Sarnia’s hopes and dreams of a major downtown redevelopment triggered by the recent purchase of the Bayside Mall have hit a snag.

The scheduled closing dates on five properties on Christina and Lochiel streets have been delayed and the transactions are on hold.

But developer Gordon Laschinger said delays are not unusual with large commercial realty transactions, and he’s currently awaiting environmental test results.

“Absolutely, I plan to go ahead,” he told The Journal.

The properties involved are the Taylor furniture building at 136 and 140 Christina St.); The Coin Exchange at 220 Christina St.; the Sarnia Christian Fellowship church at 218 Christina St.; The Ravenous Gastropub at 146 and 148 Christina St.; and a two-storey white building adjacent the former Industry Theatre on Lochiel.

“It’s entirely my fault,” said Laschinger. “I thought we’d get away without doing Phase 2 (environmental assessment) testing. Unfortunately, there were issues with the Phase 1 draft reports that suggested problems that gave rise for me to say Phase 2 testing is necessary.

“The last thing you want to do is take a property and find out you have a big (environmental) problem.”

The five properties are part of a multi-million-dollar redevelopment unveiled by Laschinger last fall.  At the time, he represented Wilsondale Assets Management, a Vaughan-based company with a track record of redeveloping underperforming malls in Southwestern Ontario.

Laschinger’s business relationship with his Wilsondale partner has since dissolved.

“We decided it was better to take certain assets and split up our holdings,” he said, stressing it was an amicable parting of the ways.

“Wilsondale will still provide some limited asset management,” he said.

Meanwhile, Laschinger has set up other companies to take ownership of the Bayside mall, Drawbridge Inn, and Industry Theatre property on which he has proposed a highrise, as well as the five smaller property acquisitions that are still pending.

Kenn Poore of DTZ Barnicke, a Sarnia realtor who also owns downtown property, confirmed he is representing Laschinger.

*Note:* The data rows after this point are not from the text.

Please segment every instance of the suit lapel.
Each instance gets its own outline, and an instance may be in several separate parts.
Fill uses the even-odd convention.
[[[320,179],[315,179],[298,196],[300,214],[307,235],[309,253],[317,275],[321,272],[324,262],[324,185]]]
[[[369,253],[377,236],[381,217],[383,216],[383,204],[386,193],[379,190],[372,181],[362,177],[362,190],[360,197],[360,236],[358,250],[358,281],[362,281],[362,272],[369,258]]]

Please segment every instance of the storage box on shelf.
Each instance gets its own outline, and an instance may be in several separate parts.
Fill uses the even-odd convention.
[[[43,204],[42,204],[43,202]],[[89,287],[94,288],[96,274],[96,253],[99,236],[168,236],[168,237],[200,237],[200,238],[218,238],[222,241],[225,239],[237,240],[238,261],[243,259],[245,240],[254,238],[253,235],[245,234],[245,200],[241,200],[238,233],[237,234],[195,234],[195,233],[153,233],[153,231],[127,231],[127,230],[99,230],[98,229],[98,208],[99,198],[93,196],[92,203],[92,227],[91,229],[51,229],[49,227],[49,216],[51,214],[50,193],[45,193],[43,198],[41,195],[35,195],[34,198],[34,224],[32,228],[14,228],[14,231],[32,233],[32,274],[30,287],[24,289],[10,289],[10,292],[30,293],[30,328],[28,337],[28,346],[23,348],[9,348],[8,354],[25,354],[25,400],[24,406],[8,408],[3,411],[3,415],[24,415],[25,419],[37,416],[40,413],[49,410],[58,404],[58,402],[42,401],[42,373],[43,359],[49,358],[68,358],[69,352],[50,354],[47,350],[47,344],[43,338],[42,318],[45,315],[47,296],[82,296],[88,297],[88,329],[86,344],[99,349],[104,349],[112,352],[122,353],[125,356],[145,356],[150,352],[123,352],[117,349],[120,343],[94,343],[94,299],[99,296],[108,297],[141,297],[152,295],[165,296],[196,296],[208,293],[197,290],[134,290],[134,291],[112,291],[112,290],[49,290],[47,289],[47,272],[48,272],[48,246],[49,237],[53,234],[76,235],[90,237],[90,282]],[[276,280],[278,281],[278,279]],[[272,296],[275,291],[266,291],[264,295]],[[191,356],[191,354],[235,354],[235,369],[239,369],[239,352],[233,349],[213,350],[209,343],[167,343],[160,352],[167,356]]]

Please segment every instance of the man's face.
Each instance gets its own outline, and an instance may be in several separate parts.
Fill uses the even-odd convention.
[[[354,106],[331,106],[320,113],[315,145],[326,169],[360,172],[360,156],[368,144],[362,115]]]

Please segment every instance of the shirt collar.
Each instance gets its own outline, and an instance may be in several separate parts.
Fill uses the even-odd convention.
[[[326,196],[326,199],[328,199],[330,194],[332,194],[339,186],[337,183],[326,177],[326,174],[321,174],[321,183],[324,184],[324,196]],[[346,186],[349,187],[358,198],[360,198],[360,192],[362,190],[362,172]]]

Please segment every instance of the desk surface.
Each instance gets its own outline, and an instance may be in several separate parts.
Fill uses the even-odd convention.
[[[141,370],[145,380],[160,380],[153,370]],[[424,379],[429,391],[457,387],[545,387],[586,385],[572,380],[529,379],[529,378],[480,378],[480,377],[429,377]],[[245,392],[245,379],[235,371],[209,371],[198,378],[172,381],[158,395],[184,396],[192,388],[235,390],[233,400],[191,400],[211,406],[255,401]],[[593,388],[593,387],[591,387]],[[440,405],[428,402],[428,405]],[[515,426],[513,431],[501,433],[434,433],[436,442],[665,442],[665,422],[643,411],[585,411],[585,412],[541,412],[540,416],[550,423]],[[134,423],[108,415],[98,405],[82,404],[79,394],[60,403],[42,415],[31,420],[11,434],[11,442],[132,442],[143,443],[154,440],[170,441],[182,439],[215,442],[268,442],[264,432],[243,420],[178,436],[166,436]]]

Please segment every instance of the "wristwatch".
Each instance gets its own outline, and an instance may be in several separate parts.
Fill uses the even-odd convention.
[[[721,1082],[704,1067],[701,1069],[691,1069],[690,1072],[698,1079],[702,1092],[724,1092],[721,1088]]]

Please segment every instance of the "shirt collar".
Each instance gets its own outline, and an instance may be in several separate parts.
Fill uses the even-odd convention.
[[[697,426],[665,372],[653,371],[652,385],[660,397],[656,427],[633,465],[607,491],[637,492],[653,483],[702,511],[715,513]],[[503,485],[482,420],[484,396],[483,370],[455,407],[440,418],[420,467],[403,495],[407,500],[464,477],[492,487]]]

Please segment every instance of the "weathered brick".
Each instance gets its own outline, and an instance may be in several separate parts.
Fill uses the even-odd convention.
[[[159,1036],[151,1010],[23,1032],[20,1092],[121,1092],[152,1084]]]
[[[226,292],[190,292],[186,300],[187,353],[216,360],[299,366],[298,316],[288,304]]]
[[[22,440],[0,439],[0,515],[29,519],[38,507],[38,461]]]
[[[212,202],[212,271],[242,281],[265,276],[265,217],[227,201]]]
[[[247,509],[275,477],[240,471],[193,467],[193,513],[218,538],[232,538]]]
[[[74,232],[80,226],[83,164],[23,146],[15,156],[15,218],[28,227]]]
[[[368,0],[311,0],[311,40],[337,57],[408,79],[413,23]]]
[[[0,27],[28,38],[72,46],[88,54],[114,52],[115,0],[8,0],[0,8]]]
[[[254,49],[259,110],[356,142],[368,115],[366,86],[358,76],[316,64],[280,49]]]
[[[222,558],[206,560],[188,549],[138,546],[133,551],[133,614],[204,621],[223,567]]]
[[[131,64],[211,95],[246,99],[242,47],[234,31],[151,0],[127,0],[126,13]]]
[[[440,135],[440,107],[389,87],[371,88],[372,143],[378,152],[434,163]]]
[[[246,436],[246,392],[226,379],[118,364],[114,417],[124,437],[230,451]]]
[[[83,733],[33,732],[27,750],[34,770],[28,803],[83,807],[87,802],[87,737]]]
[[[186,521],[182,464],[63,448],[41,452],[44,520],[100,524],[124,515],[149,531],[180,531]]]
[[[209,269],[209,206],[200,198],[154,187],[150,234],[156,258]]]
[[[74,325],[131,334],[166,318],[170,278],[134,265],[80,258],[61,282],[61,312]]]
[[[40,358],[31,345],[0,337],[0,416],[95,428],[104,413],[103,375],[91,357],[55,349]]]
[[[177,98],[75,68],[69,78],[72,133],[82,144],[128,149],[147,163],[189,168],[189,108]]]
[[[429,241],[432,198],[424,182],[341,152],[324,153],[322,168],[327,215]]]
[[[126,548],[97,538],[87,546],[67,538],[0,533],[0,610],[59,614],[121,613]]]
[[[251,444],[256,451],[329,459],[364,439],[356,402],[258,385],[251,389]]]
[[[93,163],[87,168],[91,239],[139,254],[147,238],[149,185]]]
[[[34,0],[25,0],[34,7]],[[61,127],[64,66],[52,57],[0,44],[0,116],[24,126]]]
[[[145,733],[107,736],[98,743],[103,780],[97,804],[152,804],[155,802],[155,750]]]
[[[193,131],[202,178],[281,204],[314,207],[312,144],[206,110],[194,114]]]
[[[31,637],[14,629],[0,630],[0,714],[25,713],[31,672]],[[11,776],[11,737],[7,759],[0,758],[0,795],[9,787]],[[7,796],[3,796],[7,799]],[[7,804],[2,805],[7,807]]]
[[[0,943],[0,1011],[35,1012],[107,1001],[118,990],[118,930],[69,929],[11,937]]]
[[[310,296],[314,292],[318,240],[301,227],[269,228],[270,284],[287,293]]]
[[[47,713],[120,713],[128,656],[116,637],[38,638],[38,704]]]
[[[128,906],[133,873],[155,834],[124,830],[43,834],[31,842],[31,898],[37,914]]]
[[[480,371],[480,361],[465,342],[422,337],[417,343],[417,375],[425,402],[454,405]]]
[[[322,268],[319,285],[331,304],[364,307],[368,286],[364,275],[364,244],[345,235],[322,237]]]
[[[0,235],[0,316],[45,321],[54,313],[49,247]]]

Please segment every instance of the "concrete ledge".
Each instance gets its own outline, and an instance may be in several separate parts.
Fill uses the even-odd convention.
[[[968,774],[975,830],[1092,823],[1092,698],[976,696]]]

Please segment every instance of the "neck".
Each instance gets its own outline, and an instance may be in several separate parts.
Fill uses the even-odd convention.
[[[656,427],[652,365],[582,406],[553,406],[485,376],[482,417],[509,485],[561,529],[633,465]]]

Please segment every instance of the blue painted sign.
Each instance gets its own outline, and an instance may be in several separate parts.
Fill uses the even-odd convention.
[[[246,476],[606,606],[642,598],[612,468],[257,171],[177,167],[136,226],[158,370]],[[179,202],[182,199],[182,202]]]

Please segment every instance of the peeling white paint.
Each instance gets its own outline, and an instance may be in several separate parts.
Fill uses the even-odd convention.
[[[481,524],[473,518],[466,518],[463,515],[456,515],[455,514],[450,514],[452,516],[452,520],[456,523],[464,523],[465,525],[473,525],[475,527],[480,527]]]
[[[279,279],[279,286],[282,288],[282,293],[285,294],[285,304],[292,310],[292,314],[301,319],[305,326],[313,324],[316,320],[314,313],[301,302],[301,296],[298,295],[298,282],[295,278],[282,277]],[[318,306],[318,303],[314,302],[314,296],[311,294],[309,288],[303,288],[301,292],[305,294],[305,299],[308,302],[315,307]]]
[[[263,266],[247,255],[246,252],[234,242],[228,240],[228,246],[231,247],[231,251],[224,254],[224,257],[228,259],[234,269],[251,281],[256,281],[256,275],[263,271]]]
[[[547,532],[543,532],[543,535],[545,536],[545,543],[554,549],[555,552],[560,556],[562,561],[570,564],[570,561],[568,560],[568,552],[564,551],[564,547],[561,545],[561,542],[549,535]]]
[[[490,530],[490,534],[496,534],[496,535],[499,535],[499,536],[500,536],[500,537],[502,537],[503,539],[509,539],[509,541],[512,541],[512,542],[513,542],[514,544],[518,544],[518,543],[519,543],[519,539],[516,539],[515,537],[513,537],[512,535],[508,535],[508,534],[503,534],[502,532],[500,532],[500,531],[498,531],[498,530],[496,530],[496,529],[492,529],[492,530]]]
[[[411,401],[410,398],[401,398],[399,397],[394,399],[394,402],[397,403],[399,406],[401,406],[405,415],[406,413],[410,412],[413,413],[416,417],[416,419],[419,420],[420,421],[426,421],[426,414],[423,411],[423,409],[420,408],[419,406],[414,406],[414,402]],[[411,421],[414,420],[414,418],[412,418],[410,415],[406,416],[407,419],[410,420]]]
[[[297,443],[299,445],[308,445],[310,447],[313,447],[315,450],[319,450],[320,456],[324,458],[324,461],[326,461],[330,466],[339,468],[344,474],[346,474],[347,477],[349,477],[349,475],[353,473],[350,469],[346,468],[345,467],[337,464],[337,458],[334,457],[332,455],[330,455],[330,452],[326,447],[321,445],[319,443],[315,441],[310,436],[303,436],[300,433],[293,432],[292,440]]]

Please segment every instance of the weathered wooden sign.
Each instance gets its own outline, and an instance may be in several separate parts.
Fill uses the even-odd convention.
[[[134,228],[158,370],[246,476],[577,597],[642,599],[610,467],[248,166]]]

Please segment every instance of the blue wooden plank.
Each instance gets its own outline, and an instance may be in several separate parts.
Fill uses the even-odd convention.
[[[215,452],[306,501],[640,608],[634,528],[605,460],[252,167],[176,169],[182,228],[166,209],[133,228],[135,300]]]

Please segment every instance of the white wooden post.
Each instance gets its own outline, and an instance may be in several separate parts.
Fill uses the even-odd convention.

The request for a Phase 2 Environment Assessment on the same day that at least one of the deals was to close this week isn’t anything that could derail Laschinger’s big plans for downtown, Poore said.

“It’s a minor, last minute issue, not a deal breaker,” Poore said.  “It’s unusual but not unheard of either.”

Poore said he understands that “last minute delays can cause some trepidation. But from everything I know, there’s nothing to worry about.”

The sale of the Bayside Mall and Industry Theatre buildings closed last year, and the Drawbridge deal closed March 11.

The five outstanding properties will move ahead provided the environmental assessments don’t reveal soil contamination, Poore said.

“Obviously, I still believe this is a very exciting project,” he added. “What I know of this purchaser, I am confident (the five deals) will happen.”

Laschinger wouldn’t confirm specifically what prompted the additional environmental study following the Phase 1 assessment.

“It was me who determined it would be prudent to get it done,” he said. “We’ll know the timelines soon, but, in my experience, it can take around six weeks.”

Laschinger is now the principal of the company that owns the largely vacant Bayside Centre adjacent to Christina Street.  It sold for $1.75 million, with another $1.3 million paid to the city in back taxes. That cheque has already arrived at city hall.

Laschinger has also undertaken structural improvements to the mall.